Over the years she has added to the original stone and thatch cottages, and now a collection of intriguingly imaginative stay options are available, including an elevated tree house and a boathouse on the water. Each suite is entirely original – art gallery, showroom, cosy home. Almost as impressive is Mansfield’s choice of decoration – an amalgam of global art, carefully selected bespoke furniture and spirited colour combinations.

Anchoring the entire property is an expansive wooden deck, under the milkwoods, raised above the river, under leaf and umbrella. It’s magical; a place to spend countless hours watching pied and giant kingfishers catch estuarine fry, to swim (there’s a small pool), drink tea, and forget the troubles of a rushed, digital world. A leafy walkway leads to a floating jetty and pontoon on the water, ideal for waterside sunbathing and birders keen on the thick reed bed alongside.

But arguably the best part of Moontide is Mansfield herself, a treasure trove of stories about the area and her own colourful history. She was one of the first KFC franchisees in SA and a Miss South Africa finalist, and her business acumen has taken her in all manner of intriguing directions. Hers is the story of a strong, independent woman before strong women were accepted or lauded. An hour on the deck with her for tea, elegance and strength personified, is a real experience.

The 1840s was a busy time in the Knysna area, an influx of traders, merchants, miners, silk and hardwood farmers swelling settler numbers. Many failed and headed back to the relative anonymity of Cape Town and Port Elizabeth, but a few prospered; the names Duthie, Rex and Barrington crop up again and again.

They all intersect at Belvidere on the western shore of the Knysna lagoon. Belvidere, loosely translated from the Italian meaning ‘beautiful view from on high’, is a mixed-use estate today, once a farm belonging both to the Rexes and to the Duthies.

An understated manor house was built in 1848, along with a number of outhouses and a chapel. It was in the Duthie family until 1987, when it became the Belvidere Estate, incorporating homes, rentable cottages, a jetty, a restaurant and pub, as well as the Manor House.

Today it’s loved for its picturesque, free-standing cottages as much as the historic Manor House. They line a communal green area, complete with pool, that tumbles down to the Knysna lagoon. Because they were built ostensibly to be lived in by permanent residents, they are larger and better appointed than most weekend cottages. Spacious bedrooms, lounges and patios recommend them, as does the view down to the lagoon. The Manor House itself can be rented as a venue and houses Caroline’s, the manor’s sit-down restaurant. Behind the Manor House is the Bell Tavern, on the site of the original farmhouse – tiny, convivial and a firm favourite with locals and travellers alike.

Visiting Belvidere is an exercise in restraint. There are no loud colours, people, boasts or parties. It’s a place that seems to percolate class, from the tended borders to the subtle green and white paint motifs. It attracts a gentle breed, intent on quiet anniversaries and unhurried relaxation. It wasn’t a complete surprise to discover it is a favourite place to bring elderly parents for a special treat.

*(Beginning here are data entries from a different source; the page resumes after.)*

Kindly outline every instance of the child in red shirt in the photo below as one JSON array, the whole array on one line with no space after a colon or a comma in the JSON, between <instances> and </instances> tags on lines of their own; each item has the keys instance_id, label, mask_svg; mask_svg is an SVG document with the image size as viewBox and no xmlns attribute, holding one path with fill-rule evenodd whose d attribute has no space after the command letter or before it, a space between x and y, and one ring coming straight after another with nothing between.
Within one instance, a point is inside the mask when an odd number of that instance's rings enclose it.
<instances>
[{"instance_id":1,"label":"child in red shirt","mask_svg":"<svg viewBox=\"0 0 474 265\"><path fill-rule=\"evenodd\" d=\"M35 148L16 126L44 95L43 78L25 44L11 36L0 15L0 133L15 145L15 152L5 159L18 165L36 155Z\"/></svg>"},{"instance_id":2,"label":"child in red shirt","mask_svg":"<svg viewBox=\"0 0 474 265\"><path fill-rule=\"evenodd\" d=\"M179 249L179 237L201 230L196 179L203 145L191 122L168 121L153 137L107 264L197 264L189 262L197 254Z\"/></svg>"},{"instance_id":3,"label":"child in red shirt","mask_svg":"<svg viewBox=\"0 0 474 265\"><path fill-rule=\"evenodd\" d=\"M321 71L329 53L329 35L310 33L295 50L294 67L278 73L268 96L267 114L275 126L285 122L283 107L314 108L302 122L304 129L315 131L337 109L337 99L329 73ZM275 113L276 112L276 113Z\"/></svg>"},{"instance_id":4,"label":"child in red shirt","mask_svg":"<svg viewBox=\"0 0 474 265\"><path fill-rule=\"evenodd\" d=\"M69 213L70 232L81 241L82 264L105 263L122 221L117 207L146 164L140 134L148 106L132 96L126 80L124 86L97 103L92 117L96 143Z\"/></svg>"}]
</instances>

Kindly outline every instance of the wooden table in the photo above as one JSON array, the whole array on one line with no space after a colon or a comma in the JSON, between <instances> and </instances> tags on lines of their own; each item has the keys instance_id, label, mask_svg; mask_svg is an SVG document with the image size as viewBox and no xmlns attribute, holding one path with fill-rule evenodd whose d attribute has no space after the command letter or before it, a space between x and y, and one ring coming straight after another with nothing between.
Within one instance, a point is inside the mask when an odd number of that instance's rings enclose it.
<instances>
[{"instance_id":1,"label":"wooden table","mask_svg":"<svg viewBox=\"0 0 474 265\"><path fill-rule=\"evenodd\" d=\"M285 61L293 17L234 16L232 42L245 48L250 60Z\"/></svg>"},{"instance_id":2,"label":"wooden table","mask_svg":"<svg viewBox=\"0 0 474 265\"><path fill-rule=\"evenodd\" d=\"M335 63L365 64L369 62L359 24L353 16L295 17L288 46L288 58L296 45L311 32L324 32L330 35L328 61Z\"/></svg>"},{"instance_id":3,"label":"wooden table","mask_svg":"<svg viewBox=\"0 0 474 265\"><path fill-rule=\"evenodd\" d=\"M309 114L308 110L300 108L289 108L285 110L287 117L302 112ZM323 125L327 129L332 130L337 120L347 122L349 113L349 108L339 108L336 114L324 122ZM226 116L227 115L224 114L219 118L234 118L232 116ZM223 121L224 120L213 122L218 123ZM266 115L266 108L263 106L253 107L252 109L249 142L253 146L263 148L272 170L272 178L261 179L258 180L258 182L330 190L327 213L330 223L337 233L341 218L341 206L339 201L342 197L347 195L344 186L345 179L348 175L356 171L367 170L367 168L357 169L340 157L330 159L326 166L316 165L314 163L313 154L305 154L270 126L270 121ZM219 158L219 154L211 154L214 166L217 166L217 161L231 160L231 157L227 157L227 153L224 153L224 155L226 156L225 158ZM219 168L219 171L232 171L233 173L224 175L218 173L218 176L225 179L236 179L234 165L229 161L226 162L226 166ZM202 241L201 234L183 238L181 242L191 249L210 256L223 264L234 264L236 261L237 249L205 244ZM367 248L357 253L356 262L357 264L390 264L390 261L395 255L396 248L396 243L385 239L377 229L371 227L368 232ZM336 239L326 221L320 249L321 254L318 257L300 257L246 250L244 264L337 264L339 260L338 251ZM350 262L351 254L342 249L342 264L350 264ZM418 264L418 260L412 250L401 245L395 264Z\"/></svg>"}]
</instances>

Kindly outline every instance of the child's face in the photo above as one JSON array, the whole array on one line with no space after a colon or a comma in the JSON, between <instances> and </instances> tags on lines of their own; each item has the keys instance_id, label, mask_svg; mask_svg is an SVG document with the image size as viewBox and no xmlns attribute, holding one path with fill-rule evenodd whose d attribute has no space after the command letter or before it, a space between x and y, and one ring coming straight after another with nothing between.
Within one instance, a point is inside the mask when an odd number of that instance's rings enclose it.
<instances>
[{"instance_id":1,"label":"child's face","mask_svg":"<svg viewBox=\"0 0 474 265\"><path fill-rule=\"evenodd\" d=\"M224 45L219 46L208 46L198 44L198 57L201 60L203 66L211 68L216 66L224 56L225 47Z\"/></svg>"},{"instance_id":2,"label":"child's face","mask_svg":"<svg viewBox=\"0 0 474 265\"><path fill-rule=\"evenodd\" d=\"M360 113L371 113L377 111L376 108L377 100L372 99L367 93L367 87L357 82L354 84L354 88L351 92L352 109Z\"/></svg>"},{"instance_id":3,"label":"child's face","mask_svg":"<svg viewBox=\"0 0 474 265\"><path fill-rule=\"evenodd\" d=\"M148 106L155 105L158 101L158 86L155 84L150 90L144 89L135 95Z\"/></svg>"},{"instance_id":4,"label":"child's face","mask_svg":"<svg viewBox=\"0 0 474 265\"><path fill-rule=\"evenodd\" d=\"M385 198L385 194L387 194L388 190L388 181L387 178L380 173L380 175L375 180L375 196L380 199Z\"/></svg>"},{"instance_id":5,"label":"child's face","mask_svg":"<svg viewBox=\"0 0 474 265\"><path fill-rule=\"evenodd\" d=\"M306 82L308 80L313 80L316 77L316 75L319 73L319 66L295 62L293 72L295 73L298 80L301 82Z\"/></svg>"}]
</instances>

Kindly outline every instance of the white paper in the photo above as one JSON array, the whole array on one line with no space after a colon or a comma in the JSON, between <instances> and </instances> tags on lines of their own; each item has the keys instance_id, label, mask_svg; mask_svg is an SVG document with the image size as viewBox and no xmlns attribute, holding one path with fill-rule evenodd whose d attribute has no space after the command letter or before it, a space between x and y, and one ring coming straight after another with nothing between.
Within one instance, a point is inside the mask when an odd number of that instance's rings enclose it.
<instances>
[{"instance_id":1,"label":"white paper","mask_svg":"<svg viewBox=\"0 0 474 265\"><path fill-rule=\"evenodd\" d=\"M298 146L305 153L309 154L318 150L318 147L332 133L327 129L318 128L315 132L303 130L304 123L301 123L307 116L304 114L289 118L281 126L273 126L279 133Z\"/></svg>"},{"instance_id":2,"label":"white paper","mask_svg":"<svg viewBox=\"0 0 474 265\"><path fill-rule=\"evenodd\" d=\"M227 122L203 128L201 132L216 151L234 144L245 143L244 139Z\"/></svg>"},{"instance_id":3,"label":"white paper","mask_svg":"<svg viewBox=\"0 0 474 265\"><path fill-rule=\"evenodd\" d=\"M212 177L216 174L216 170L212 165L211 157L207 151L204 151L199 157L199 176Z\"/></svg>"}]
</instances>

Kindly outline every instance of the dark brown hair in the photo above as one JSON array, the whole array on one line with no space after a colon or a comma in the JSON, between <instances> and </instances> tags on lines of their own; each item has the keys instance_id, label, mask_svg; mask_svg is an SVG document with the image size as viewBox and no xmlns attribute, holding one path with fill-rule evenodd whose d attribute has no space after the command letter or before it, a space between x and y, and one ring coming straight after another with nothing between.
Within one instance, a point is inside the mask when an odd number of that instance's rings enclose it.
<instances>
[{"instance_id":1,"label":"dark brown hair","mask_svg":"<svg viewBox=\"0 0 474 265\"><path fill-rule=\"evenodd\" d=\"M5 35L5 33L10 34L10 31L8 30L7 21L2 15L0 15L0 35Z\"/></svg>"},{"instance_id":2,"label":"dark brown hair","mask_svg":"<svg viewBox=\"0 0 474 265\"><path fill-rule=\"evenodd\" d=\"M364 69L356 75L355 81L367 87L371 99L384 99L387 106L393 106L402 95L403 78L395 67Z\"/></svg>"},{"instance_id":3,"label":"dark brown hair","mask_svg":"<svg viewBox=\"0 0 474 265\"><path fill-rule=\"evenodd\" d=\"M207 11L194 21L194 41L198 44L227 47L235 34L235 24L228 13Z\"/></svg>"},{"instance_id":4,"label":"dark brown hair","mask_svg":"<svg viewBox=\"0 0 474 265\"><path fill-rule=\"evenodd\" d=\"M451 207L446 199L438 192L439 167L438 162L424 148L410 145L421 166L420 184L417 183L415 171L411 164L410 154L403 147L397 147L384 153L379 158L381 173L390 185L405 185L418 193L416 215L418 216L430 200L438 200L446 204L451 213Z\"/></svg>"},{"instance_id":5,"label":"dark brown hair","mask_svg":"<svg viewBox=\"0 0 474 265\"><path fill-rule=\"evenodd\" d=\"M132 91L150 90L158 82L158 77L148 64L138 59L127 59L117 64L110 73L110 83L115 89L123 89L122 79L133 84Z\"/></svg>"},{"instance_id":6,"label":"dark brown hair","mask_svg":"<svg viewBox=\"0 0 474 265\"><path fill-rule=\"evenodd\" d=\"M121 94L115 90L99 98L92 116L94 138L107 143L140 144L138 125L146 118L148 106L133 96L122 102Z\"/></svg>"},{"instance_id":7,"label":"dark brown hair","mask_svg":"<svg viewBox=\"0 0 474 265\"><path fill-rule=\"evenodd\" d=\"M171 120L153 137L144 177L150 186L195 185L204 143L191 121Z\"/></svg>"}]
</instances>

A week later and the Garden Route had delivered up at least some of its secrets. There are plenty more. A feature of the famed Garden Route Hike along the beaches of the southern Goukamma region is the sight of unheralded, grand old beach houses down hidden paths. Many have boards advertising lodgings.

On the island at Groot Brakrivier the same is true, beautiful historical houses open now to visitors. And increasingly, up on the heights above the seaside towns of Plettenberg Bay, Knysna, Wilderness and Mossel Bay, are large estates, catering to a demanding clientele. Only one thing for it – a return and a return and a return. Preferably with the right wheels, this time.